A new version is pushed. I made IsTypeValidation how I think it is best (to my knowledge). IsDtypeValidation is changed to allow for multiple dtypes.

The test-file test_validation.py returns errors. Test-files are new for me. I've got to look into that after the weekend.

qotho commented 3 years ago

I tried using this fix and I replaced my use of IsDtypeValidation with IsTypeValidation. I left the argument as a string with the type name, as in IsTypeValidation('int64'). I got "TypeError: data type 'n' not understood" because IsTypeValidation is expecting a list of types, but I passed a string. The code iterated the string characters and errored when it hit 'n' in 'int64'. Maybe IsTypeValidation should check the argument type and if it is a string, wrap it in an array?

qotho commented 3 years ago

Also, this still seems to give me the same error I got before with the following example:

series = pd.Series([1,2,3,4]).astype('Int64')
v = IsDtypeValidation('Int64')
v.get_errors(series)

TypeError: Cannot interpret 'Int64Dtype' as a data type

Isn't this the original error this change was supposed to address (except for StringDtype), or did I misunderstand?

chrispijo commented 3 years ago

I tried using this fix and I replaced my use of IsDtypeValidation with IsTypeValidation. I left the argument as a string with the type name, as in IsTypeValidation('int64'). I got "TypeError: data type 'n' not understood" because IsTypeValidation is expecting a list of types, but I passed a string. The code iterated the string characters and errored when it hit 'n' in 'int64'. Maybe IsTypeValidation should check the argument type and if it is a string, wrap it in an array?

The validation method is meant to allow the normal Python built-in types (like str, float, int, bool), and thus be used as IsTypeValidation([int, float]) for instance.

I am not sure how to correctly check if provided list items in the argument is of the correct types. I will include the following:

if type(allowed_types) != list:
    raise PanSchArgumentError('The argument "allowed_types" passed to IsTypeValidation is not of type list. Provide a '
                              'list containing one or more of the Python built-in types "str", "int", "float" or '
                              '"bool".')

for allowed_type in allowed_types:
    if allowed_type not in [str, int, float, bool]:
        raise PanSchArgumentError('The item "{}" provided in the argument "allowed_types" as passed to '
                                  'IsTypeValidation is not of the correct type. Provide one of Python built-in types '
                                  '"str", "int", "float" or "bool".'.format(allowed_type))

The downside however is that these four are probably not all possible types in a dataframe.

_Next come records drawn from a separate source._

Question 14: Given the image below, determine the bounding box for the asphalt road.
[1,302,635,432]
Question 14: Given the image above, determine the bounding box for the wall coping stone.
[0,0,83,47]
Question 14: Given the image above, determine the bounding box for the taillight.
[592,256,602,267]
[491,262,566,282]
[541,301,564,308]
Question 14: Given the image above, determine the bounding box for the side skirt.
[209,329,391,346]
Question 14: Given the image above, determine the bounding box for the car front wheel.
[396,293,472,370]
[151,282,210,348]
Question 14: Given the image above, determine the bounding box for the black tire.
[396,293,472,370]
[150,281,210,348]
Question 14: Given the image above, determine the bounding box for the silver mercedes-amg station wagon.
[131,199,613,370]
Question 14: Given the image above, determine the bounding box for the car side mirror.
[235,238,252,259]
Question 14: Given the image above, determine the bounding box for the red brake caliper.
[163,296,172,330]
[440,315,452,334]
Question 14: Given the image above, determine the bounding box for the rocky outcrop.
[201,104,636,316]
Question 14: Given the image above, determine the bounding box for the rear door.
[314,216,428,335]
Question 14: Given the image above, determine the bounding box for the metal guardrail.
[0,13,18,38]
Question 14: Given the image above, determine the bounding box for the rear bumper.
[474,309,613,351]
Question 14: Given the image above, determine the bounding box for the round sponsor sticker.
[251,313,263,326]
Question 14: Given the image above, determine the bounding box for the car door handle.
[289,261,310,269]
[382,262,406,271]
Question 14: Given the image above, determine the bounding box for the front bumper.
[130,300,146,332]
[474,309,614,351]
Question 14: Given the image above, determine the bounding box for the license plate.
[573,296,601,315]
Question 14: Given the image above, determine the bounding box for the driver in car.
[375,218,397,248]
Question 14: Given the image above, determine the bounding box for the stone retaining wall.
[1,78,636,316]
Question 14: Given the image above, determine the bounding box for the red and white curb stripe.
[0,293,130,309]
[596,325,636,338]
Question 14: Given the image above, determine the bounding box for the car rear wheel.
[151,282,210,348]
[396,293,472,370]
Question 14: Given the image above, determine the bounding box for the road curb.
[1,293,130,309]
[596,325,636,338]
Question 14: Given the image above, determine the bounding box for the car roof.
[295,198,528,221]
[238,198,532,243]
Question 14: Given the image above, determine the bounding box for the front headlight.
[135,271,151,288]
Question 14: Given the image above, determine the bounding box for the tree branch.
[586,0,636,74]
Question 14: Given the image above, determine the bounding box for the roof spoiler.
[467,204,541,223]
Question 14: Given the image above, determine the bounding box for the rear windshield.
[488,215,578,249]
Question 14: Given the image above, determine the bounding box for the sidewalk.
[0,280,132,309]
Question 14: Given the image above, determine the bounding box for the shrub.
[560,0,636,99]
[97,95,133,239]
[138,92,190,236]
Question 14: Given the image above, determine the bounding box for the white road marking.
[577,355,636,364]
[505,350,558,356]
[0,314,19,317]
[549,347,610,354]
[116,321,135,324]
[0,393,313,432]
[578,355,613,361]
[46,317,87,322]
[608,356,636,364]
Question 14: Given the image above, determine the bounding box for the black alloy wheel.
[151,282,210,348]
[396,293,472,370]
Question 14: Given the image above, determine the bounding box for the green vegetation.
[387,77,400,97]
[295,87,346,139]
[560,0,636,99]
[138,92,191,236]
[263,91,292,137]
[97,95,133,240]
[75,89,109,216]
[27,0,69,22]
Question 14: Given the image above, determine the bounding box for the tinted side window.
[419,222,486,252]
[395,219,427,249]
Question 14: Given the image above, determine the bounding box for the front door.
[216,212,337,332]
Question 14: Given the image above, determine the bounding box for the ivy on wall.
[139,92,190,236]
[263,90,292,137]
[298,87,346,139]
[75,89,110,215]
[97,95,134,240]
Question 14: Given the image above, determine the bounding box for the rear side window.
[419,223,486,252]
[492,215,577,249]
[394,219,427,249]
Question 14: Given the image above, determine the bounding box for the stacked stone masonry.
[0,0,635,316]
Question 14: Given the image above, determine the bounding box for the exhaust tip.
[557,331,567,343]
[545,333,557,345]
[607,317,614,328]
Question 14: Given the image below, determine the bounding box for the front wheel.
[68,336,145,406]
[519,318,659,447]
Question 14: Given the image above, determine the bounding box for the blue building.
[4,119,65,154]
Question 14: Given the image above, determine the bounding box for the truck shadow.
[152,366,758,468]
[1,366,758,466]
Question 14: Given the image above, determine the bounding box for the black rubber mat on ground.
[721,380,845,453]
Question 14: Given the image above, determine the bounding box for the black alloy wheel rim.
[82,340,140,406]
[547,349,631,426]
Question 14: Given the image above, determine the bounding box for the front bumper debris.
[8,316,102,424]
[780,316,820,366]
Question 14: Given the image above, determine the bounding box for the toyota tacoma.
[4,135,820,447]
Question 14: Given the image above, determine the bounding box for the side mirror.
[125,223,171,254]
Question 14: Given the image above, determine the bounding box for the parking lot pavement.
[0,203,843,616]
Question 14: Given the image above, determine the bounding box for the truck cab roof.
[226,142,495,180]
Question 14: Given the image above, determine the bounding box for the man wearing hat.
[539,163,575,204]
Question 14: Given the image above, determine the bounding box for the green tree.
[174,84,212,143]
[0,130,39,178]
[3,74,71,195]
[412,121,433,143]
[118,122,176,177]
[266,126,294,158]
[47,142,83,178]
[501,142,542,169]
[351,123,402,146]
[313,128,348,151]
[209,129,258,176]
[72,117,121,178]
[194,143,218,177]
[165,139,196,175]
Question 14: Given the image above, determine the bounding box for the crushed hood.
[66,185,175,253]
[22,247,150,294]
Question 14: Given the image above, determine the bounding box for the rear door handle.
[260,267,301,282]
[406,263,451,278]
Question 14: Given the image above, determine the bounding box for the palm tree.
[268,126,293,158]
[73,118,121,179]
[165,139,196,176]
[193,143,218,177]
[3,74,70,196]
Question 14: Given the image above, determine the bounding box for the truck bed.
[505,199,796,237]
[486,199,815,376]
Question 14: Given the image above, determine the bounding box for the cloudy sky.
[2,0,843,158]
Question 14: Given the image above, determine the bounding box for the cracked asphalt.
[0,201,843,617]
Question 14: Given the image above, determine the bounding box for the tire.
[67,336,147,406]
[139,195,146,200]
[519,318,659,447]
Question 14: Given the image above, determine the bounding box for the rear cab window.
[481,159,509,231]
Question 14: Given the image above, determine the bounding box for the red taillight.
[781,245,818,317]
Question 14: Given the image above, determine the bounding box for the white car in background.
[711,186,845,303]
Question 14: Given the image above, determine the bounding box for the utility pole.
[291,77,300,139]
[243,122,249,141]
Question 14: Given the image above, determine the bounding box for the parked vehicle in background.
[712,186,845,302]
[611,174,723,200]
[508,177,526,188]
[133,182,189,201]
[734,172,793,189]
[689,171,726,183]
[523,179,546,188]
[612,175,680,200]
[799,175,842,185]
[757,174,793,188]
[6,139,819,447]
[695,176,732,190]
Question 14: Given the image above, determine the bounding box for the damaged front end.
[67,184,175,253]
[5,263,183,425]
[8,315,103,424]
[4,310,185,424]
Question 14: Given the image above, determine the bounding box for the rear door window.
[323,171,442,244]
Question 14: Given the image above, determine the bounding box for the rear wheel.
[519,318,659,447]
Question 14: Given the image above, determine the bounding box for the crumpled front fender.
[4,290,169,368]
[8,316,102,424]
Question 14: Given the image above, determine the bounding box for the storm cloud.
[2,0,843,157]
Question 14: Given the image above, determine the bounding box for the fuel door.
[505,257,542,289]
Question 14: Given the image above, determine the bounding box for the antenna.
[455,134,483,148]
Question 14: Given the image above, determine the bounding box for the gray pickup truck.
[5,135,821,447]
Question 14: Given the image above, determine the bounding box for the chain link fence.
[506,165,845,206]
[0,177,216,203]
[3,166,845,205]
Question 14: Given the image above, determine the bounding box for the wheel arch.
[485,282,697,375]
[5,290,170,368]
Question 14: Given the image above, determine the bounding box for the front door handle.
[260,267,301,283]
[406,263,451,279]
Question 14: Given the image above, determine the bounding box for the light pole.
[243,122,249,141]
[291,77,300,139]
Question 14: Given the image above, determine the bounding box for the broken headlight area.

The latter could be replaced with if type(allowed_type) != type, but then list (as in IsTypeValidation([list])) would be a valid argument, as list is also an build-in Python type.

chrispijo commented 3 years ago

Also, this still seems to give me the same error I got before with the following example:

series = pd.Series([1,2,3,4]).astype('Int64')
v = IsDtypeValidation('Int64')
v.get_errors(series)

TypeError: Cannot interpret 'Int64Dtype' as a data type

Isn't this the original error this change was supposed to address (except for StringDtype), or did I misunderstand?

Yes you are right. It derailed somewhat to an alternative validation method.